The truth is that the broadcast is addictive. It’s unbelievable how long one can stare at birds going about their own private business. I have never followed the development of a raptor’s chicks with such tension, anxiety and interest. No television nature program does a better job of presenting this material.
Last week alone, the buzzard’s nest had 33,000 online visitors, and since the camera was installed a few weeks ago more than 80,000 people have looked in on the buzzards.
The directors of the project estimate that by the end of the season — in a few weeks from now, when the chicks leave the nest for good — the number of viewers will reach six figures.
Friedmann is in the process of completing his doctoral dissertation, his advisers for which are Prof. Yossi Leshem of Tel Aviv University and Prof. Ido Izhaki of the University of Haifa.

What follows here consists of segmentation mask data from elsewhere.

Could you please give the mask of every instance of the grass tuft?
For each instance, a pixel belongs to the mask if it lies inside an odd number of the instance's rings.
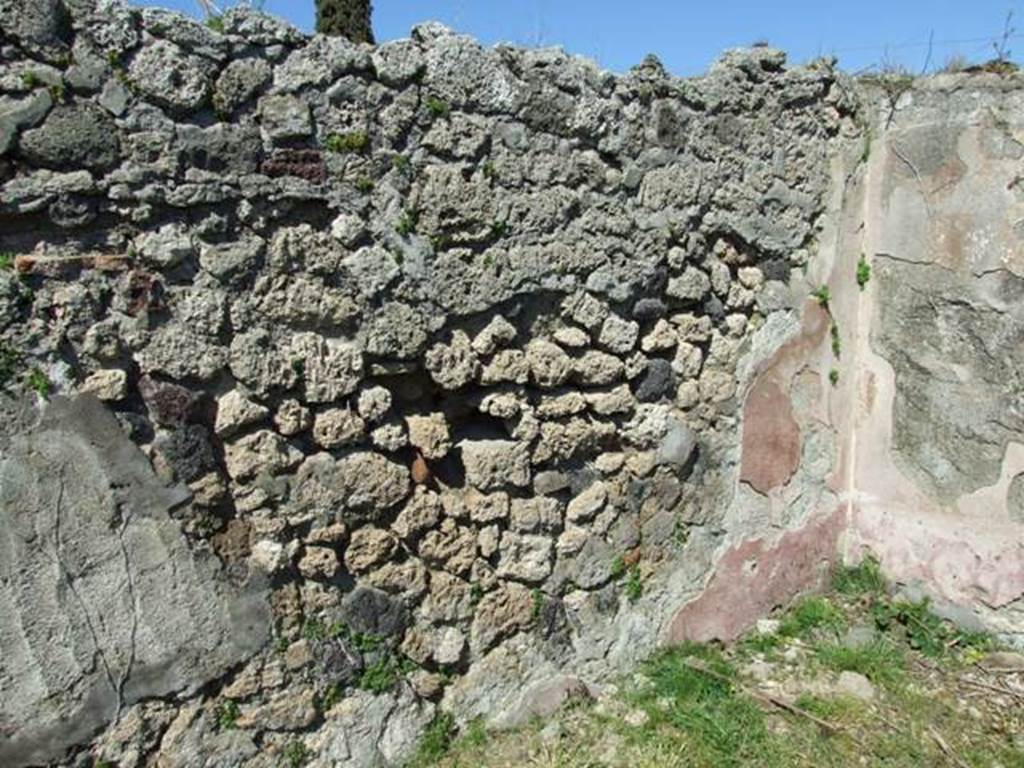
[[[860,286],[862,291],[867,286],[869,280],[871,280],[871,265],[862,253],[860,259],[857,260],[857,285]]]
[[[838,634],[846,628],[846,617],[827,597],[805,597],[793,605],[779,624],[782,637],[809,638],[828,632]]]
[[[834,672],[859,672],[879,685],[898,683],[905,672],[902,651],[885,637],[856,647],[819,643],[814,648],[814,655],[819,663]]]
[[[885,577],[878,560],[870,555],[857,565],[840,565],[832,573],[832,589],[841,595],[885,594]]]
[[[331,133],[324,139],[324,147],[328,152],[338,154],[359,154],[370,146],[370,137],[366,131],[349,131],[348,133]]]

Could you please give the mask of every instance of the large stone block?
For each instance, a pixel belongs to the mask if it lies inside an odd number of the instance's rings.
[[[55,398],[9,436],[0,764],[59,759],[132,703],[194,693],[266,642],[259,592],[229,588],[168,514],[187,500],[92,396]]]

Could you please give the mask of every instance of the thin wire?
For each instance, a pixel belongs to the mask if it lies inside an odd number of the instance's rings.
[[[1008,35],[1007,40],[1020,40],[1024,38],[1024,33],[1018,33],[1015,35]],[[993,35],[992,37],[974,37],[966,40],[936,40],[932,43],[933,46],[950,46],[950,45],[974,45],[975,43],[995,43],[1002,40],[1002,35]],[[899,51],[908,48],[927,48],[928,41],[920,43],[899,43],[896,45],[857,45],[851,48],[833,48],[833,53],[856,53],[857,51]]]

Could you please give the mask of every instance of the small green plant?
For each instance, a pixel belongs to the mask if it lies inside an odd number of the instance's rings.
[[[815,646],[814,656],[834,672],[859,672],[874,683],[896,683],[904,673],[903,654],[886,637],[857,647],[821,643]]]
[[[39,75],[32,70],[27,70],[21,73],[21,82],[26,88],[38,88],[42,85]]]
[[[493,179],[497,175],[497,170],[494,167],[494,163],[490,160],[484,163],[482,170],[485,179]]]
[[[28,388],[46,400],[53,391],[53,383],[41,369],[33,368],[28,374]]]
[[[508,222],[507,221],[499,221],[499,220],[495,219],[491,223],[491,237],[494,240],[500,240],[506,234],[508,234]]]
[[[284,759],[288,768],[302,768],[312,757],[309,747],[301,741],[292,741],[284,748]]]
[[[711,646],[685,643],[656,653],[643,666],[649,681],[636,696],[649,717],[645,733],[686,734],[694,765],[781,765],[764,712],[739,689],[732,665]],[[760,762],[742,762],[739,755]]]
[[[394,168],[401,174],[405,174],[409,171],[411,163],[409,158],[403,154],[396,154],[391,156],[391,167]]]
[[[459,740],[468,747],[482,747],[487,743],[487,726],[482,717],[474,717],[469,721]]]
[[[857,261],[857,285],[863,291],[867,286],[868,281],[871,279],[871,265],[862,253],[860,259]]]
[[[21,365],[21,355],[6,341],[0,341],[0,391],[6,390]]]
[[[455,737],[455,718],[448,712],[437,715],[420,737],[411,765],[436,765],[448,754]]]
[[[4,251],[0,252],[0,271],[7,271],[14,269],[14,254]]]
[[[469,585],[469,602],[473,605],[479,603],[484,597],[484,588],[479,584]]]
[[[356,179],[356,190],[364,195],[373,192],[373,179],[369,176],[360,176]]]
[[[827,285],[822,284],[811,293],[811,296],[813,296],[822,307],[828,309],[828,303],[832,300],[832,293],[829,291]]]
[[[797,601],[779,623],[781,637],[838,634],[846,626],[843,612],[828,598],[805,597]]]
[[[629,569],[629,573],[626,575],[625,592],[626,598],[631,603],[639,600],[644,593],[644,583],[640,578],[640,568],[635,565]]]
[[[907,644],[925,656],[939,657],[952,648],[985,650],[992,638],[984,632],[961,629],[931,610],[928,598],[879,600],[872,607],[875,625],[884,632],[901,632]]]
[[[323,695],[317,698],[316,708],[321,714],[330,712],[334,706],[344,698],[344,687],[338,683],[331,683],[327,686],[327,690],[323,692]]]
[[[831,333],[832,333],[832,354],[835,355],[836,359],[838,360],[843,355],[843,339],[839,335],[839,324],[835,320],[832,321]]]
[[[402,237],[408,237],[416,231],[416,225],[420,222],[420,213],[415,208],[406,208],[395,224],[395,232]]]
[[[224,17],[220,14],[211,14],[206,17],[206,26],[216,32],[218,35],[224,34]]]
[[[448,102],[442,101],[436,96],[427,96],[423,104],[427,108],[427,112],[430,113],[430,116],[434,118],[447,117],[451,111]]]
[[[878,560],[868,555],[857,565],[840,565],[832,573],[832,588],[841,595],[885,594],[886,583]]]
[[[536,619],[544,610],[544,593],[538,587],[534,587],[530,596],[533,598],[533,618]]]
[[[366,667],[356,684],[364,691],[384,693],[395,687],[400,673],[401,668],[398,661],[390,653],[387,653],[379,661]]]
[[[111,69],[117,69],[121,66],[121,54],[113,48],[107,51],[107,66]]]
[[[230,731],[234,729],[235,725],[238,723],[238,717],[241,714],[238,704],[231,700],[218,704],[217,709],[214,710],[214,718],[217,721],[217,727],[222,731]]]
[[[626,559],[619,555],[612,560],[612,578],[618,581],[626,574]]]
[[[778,632],[752,632],[739,641],[739,647],[747,652],[769,654],[783,643]]]
[[[331,133],[324,139],[324,147],[328,152],[338,154],[359,154],[370,146],[370,137],[366,131],[349,131],[348,133]]]
[[[864,146],[860,151],[860,160],[858,161],[862,165],[867,165],[868,161],[871,160],[871,144],[874,141],[874,137],[871,134],[871,126],[864,127]]]
[[[327,625],[319,619],[306,619],[302,625],[302,636],[313,642],[327,639]]]
[[[338,632],[334,637],[344,636],[352,643],[352,646],[361,653],[372,653],[383,645],[383,638],[376,635],[364,635],[361,632]]]
[[[64,101],[67,96],[67,86],[64,85],[63,81],[50,86],[50,96],[58,104]]]
[[[284,635],[278,635],[274,640],[274,650],[278,653],[284,653],[290,645],[291,643],[288,642],[288,638]]]
[[[484,266],[487,267],[487,269],[494,266],[494,256],[490,251],[484,254]]]
[[[435,252],[443,251],[445,248],[448,247],[448,236],[447,235],[443,235],[443,234],[442,235],[431,235],[430,236],[430,247],[433,248]]]
[[[828,372],[828,380],[829,380],[829,383],[833,387],[839,386],[839,369],[838,368],[833,368],[831,371]]]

Friedmann says the webcams are meant more for the general public than they are for scholars.
“Watching raptors is the best possible connection to the values of nature preservation and biological diversity,” Friedmann says. It’s impossible to get any closer to the nostrils of raptors. Although one doesn’t do research only on such a basis, even scholars are learning interesting things by following the cameras. Questions such as how many changes of the guard there are every day between the brooding birds, how many feedings, how much food they bring to the nest. These are questions that are now getting precise answers.”
Leshem, who is also associated with SPNI, notes that similar webcams have become hugely popular over the past year throughout the world. The most famous of them, possibly, is one trained at the nest of an osprey in Estonia, which has racked up 50 million views. The website (http://pontu.eenet.ee) features nine webcams that live-stream the nests of birds that include a white-tailed eagle, a buzzard and a black stork.
“The project connects a large public to the love of nature,” Leshem says.
“We’re all voyeurs and we all love gossip. This is a live broadcast of the latest gossip from nature. In effect it’s a glimpse into a couple’s bedroom. It’s of importance to academic research, because the camera enables us to keep track of precise details — how many times do the adults bring food to the nest in the course of one day? Or, with barn owls, how much time elapses between the laying of the first and the last eggs in a clutch? The camera has a great advantage for night viewing. We’ve never had documentation of these birds at night before,” Leshem says.
Dr. Yariv Malihi, wildlife ecologist for the central district of the Israel Nature and Parks Authority and one of the main partners in the project, is excited by its success.
“We have an opportunity to monitor and understanding the kind of healthy ecosystem needed to raise chicks,” Malihi says. “Look how much food the buzzards gather from the nearby surroundings for their nest. They bring rabbits, lizards, birds, turtles, snakes, and all from an area that’s not particularly large,” he says.
“There’s no better way to understand how the food chain works. The viewing emphasizes the importance of open spaces and of a sequence of habitats. These are subjects that we’ve been talking about for years and suddenly we’re seeing it on a live broadcast. The viewing enables us to understand that we are preserving nature so that an entire ecological system can function,” Malihi says.
When asked to compare the webcams to reality TV, Malihi laughs. “It’s not ‘Big Brother House,’ because in order for the picture to be complete we should have put cameras on the birds’ necks, to see where they fly to bring food. What we’re broadcasting is a peep show, and it’s amazing of course. The responses are fantastic. They range from amazement to compassion for the prey animals,” Malihi says.